Where in the country has Gathar launched?

It's just in LA right now. It was an Australian concept. We brought it from Australia, and we've launched it into the States. Your country's a little bigger than ours, and [there's] a few more people, so we're going to take it step by step. We've launched it to LA first, which is doing incredibly well, and we'll keep going. I think Dallas will be our next protocol.

You spent a decent amount of time on various cooking shows and TV shows. Did you always plan on taking that route when it came to expanding your career, or was it a random opportunity that you took?

It was totally by accident.
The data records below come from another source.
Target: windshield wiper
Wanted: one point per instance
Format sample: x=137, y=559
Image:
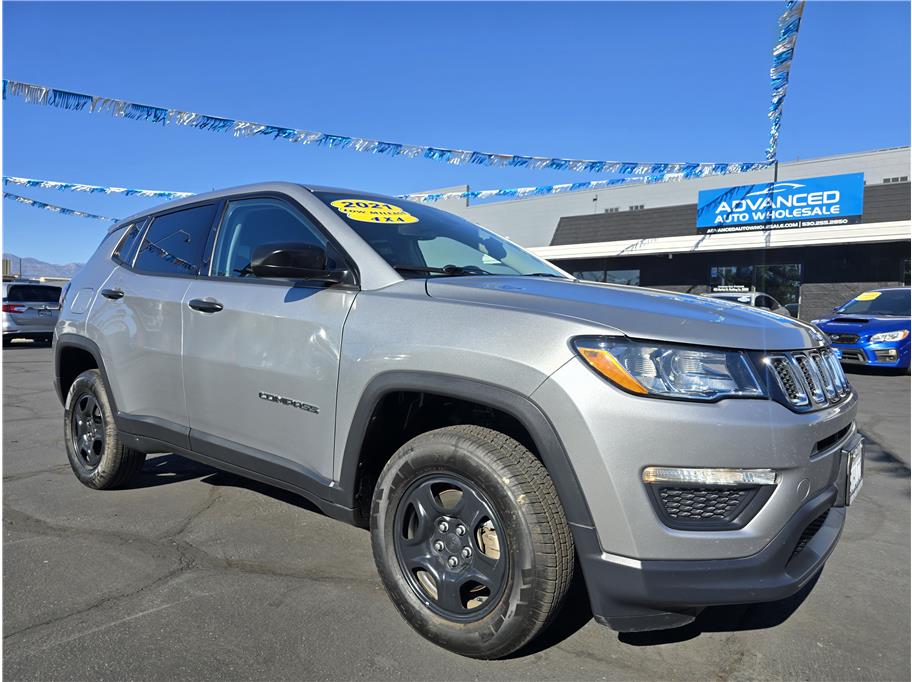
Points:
x=452, y=270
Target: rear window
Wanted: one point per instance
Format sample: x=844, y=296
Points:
x=32, y=293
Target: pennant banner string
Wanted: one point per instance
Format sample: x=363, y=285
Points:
x=75, y=101
x=424, y=197
x=783, y=54
x=62, y=210
x=94, y=189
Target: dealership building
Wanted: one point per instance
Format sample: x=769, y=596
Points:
x=826, y=230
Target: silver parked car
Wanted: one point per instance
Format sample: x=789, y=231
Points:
x=30, y=310
x=491, y=420
x=756, y=299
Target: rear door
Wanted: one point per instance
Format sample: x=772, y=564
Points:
x=261, y=356
x=32, y=308
x=136, y=318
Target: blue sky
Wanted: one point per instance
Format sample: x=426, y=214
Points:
x=628, y=81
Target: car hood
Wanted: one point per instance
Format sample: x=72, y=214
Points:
x=862, y=324
x=634, y=311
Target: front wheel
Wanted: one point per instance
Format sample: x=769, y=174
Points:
x=471, y=540
x=97, y=456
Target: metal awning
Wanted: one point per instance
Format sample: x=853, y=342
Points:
x=734, y=241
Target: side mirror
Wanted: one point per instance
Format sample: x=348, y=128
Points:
x=293, y=261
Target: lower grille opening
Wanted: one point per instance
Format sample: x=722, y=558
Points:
x=812, y=529
x=707, y=507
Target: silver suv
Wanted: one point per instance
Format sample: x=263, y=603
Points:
x=29, y=310
x=493, y=422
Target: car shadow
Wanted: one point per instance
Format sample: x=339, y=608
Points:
x=226, y=479
x=168, y=468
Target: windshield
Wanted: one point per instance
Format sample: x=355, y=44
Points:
x=421, y=241
x=891, y=303
x=734, y=298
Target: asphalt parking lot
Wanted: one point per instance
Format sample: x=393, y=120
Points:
x=195, y=574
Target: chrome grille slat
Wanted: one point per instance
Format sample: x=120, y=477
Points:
x=809, y=379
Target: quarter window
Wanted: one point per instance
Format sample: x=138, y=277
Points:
x=175, y=242
x=127, y=247
x=249, y=223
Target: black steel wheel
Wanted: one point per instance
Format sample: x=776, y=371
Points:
x=448, y=547
x=470, y=540
x=97, y=455
x=87, y=430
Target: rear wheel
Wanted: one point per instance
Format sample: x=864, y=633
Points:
x=471, y=541
x=97, y=456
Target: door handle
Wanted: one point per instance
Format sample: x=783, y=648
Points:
x=205, y=306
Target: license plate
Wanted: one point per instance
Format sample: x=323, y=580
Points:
x=854, y=472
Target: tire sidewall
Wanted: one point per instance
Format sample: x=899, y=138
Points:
x=498, y=632
x=90, y=383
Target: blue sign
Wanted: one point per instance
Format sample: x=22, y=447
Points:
x=811, y=202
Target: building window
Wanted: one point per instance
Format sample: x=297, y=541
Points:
x=629, y=277
x=589, y=275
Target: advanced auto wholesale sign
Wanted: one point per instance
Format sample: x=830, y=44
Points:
x=811, y=202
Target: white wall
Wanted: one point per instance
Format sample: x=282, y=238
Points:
x=532, y=222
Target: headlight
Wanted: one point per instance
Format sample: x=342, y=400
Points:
x=890, y=336
x=670, y=371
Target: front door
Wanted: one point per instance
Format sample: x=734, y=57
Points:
x=136, y=320
x=261, y=356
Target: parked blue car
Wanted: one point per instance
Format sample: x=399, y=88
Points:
x=872, y=329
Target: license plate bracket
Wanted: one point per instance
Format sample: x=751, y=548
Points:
x=854, y=472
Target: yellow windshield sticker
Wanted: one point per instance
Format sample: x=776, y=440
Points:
x=373, y=211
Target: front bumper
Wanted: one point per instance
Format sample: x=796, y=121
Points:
x=643, y=574
x=652, y=595
x=894, y=354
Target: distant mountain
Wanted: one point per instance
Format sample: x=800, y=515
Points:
x=32, y=267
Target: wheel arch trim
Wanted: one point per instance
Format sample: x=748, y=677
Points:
x=548, y=444
x=65, y=341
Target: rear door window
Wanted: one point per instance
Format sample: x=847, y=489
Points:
x=33, y=293
x=175, y=242
x=249, y=223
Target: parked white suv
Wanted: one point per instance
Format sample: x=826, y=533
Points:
x=30, y=310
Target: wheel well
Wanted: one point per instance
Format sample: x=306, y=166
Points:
x=401, y=415
x=73, y=362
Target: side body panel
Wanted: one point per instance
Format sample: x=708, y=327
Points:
x=511, y=349
x=139, y=336
x=262, y=372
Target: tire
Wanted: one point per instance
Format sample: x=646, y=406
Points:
x=524, y=569
x=97, y=456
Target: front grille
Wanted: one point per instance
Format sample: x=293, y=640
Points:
x=809, y=379
x=703, y=504
x=812, y=529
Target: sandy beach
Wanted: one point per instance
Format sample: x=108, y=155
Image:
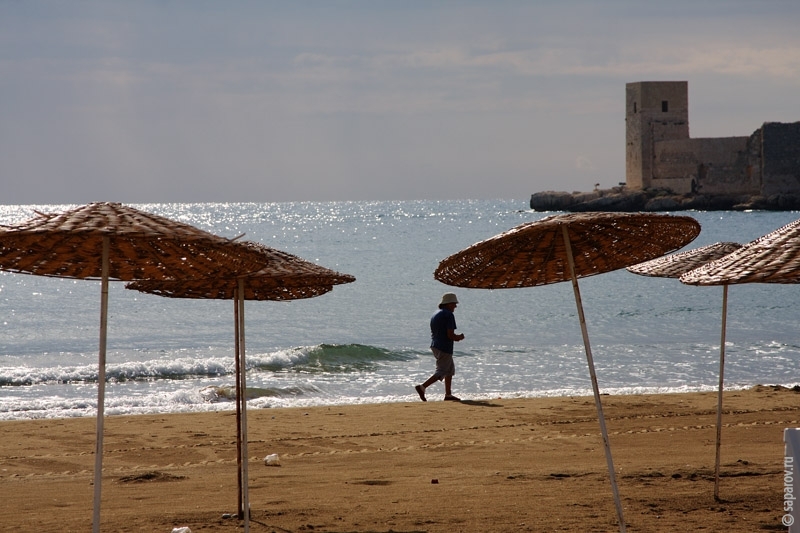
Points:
x=490, y=465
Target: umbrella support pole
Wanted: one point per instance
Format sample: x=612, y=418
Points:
x=237, y=370
x=593, y=376
x=719, y=393
x=243, y=425
x=101, y=387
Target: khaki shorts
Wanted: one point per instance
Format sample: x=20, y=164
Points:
x=445, y=366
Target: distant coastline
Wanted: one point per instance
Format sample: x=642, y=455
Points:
x=622, y=199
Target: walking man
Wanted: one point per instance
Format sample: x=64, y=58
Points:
x=443, y=335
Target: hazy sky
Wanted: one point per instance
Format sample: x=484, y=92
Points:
x=183, y=101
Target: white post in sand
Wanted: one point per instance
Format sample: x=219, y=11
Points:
x=791, y=484
x=243, y=368
x=101, y=386
x=719, y=393
x=593, y=376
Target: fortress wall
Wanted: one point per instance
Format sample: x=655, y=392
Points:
x=780, y=147
x=707, y=166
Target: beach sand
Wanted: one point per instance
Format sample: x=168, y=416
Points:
x=492, y=465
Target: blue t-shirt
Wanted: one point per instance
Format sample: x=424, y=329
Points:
x=441, y=321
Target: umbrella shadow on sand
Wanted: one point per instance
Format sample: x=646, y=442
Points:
x=564, y=248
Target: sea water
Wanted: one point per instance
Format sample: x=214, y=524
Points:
x=367, y=341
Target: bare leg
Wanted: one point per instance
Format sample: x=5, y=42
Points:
x=431, y=380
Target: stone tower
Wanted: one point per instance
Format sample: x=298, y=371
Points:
x=654, y=111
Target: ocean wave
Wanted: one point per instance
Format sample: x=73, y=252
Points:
x=323, y=358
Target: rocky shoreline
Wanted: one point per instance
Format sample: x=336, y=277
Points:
x=622, y=199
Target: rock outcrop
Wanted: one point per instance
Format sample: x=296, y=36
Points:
x=621, y=199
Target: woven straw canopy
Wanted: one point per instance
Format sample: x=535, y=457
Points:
x=773, y=258
x=283, y=277
x=534, y=253
x=141, y=245
x=675, y=265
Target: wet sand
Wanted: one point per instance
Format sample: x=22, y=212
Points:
x=493, y=465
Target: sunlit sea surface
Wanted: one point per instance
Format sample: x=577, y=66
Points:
x=367, y=342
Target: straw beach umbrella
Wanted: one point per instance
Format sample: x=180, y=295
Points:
x=283, y=277
x=676, y=265
x=772, y=258
x=105, y=241
x=564, y=248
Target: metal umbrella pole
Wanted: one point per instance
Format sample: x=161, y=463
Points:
x=593, y=376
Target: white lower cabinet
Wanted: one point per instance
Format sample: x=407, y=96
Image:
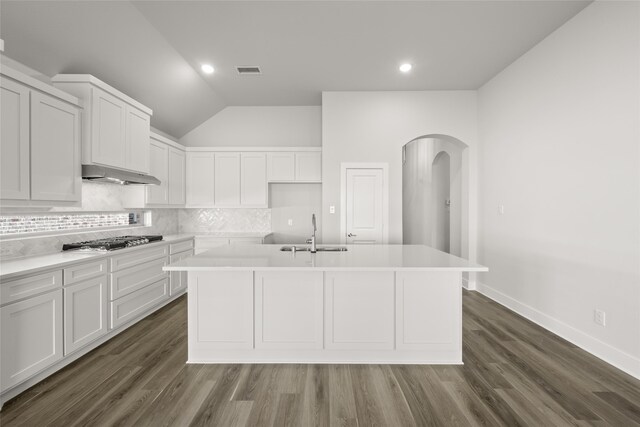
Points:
x=31, y=337
x=85, y=312
x=126, y=281
x=178, y=282
x=354, y=322
x=48, y=316
x=137, y=303
x=289, y=310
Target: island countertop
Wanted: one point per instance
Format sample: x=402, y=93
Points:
x=357, y=257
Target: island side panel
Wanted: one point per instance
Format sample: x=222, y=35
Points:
x=220, y=312
x=359, y=310
x=268, y=316
x=429, y=313
x=289, y=310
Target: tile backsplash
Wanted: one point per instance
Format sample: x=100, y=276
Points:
x=164, y=221
x=208, y=220
x=37, y=223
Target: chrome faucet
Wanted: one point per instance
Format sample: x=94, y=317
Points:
x=312, y=240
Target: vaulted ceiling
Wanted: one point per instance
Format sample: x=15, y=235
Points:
x=153, y=50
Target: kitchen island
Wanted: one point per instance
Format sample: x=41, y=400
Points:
x=369, y=304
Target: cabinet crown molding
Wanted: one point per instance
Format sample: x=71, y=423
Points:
x=39, y=85
x=92, y=80
x=247, y=149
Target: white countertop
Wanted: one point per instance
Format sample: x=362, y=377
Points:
x=30, y=265
x=357, y=257
x=233, y=234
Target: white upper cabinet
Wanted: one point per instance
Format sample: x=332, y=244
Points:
x=176, y=176
x=200, y=178
x=281, y=166
x=227, y=180
x=253, y=181
x=167, y=163
x=55, y=149
x=158, y=164
x=40, y=143
x=308, y=167
x=138, y=129
x=294, y=166
x=108, y=130
x=116, y=127
x=14, y=140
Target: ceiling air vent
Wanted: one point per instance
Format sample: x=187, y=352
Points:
x=248, y=69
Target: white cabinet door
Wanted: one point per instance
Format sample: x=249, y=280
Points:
x=178, y=280
x=222, y=305
x=138, y=303
x=14, y=140
x=158, y=167
x=289, y=310
x=309, y=167
x=200, y=179
x=138, y=128
x=108, y=124
x=55, y=149
x=227, y=180
x=31, y=338
x=254, y=189
x=359, y=310
x=85, y=313
x=280, y=167
x=176, y=179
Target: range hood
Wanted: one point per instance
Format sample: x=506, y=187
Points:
x=97, y=173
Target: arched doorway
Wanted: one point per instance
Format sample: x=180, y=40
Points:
x=434, y=167
x=441, y=202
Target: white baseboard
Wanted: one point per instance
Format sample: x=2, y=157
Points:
x=621, y=360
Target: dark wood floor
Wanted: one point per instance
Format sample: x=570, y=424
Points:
x=515, y=373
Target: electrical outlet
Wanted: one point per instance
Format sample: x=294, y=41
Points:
x=600, y=317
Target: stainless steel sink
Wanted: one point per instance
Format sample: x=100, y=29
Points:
x=307, y=249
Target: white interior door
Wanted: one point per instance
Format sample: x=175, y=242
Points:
x=365, y=206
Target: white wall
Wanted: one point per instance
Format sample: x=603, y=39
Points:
x=295, y=202
x=560, y=133
x=258, y=127
x=373, y=127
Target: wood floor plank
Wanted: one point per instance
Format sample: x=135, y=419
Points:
x=515, y=373
x=341, y=396
x=316, y=396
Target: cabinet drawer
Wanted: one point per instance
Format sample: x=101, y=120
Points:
x=180, y=247
x=137, y=303
x=84, y=271
x=29, y=286
x=127, y=281
x=130, y=259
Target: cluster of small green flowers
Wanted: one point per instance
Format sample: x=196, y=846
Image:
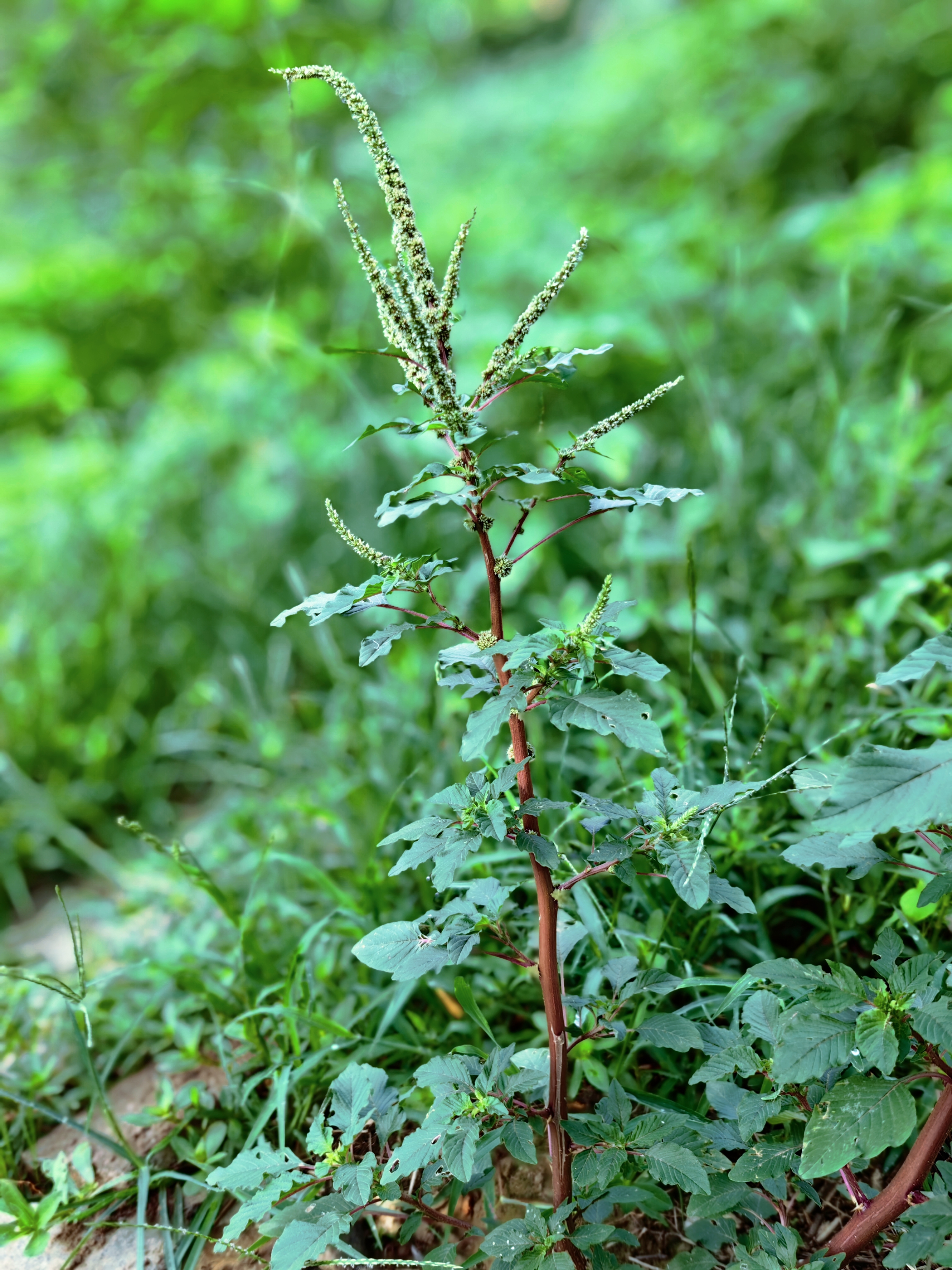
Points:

I was working in London and working in restaurants, and I got asked to be a part of a book called "London's Finer Chefs." I was flattered and excited to give them some of my recipes and be up against, or included in, this incredible set of wonderful chefs. From that, I got asked to do a TV appearance to promote the book when it came out, and they asked me back to do another appearance.

It just happened like that. One thing led to the next. I was never turned off by it; I was always open to it when someone asked me to do it. I was like, "Sure, I'll do it. I'll try it. Why not?" Back then, too, it wasn't like there were a bunch of chefs on TV. It was a different time — it didn't exist. It wasn't a cool job back then. It was just working in restaurants.

It's been an interesting ride that's taken me on different journeys, but I've always been grateful and determined to get back into a restaurant kitchen and do what I love, which is cook beautiful food in a small environment. I'm lucky to have been able to dip a toe in both sides.

The most nerve-racking celebrity encounter

You've worked with Oprah, Marco Pierre White, and Donald Trump — which situation did you find the most intimidating and why?

That's easy — Marco Pierre White. He was the best chef in the world at that time. When I first went over there, it was going to meet your God. He was the person that everyone in the industry was looking up to, and I really wanted to work for him. I went over and started — I moved to London for that very reason — and walked in the back door of his restaurant and asked for a job. It's a very nerve-racking moment when you do that.

To then be in the presence of someone as talented as him with such high standards as him — you don't want to let him down. You try your very best. Ultimately, you're not at the standard that you need to be at. It takes a while to sharpen those tools and finally get to a place where you're not disappointing. Without question, he was the one I cared the most about and also the one that I was most intimidated by, but I worked for him for eight years. [I have] a huge amount of respect for Marco; he's an incredible chef. I wouldn't change anything.

Gathar is now available to use in Los Angeles.

This interview was edited for clarity.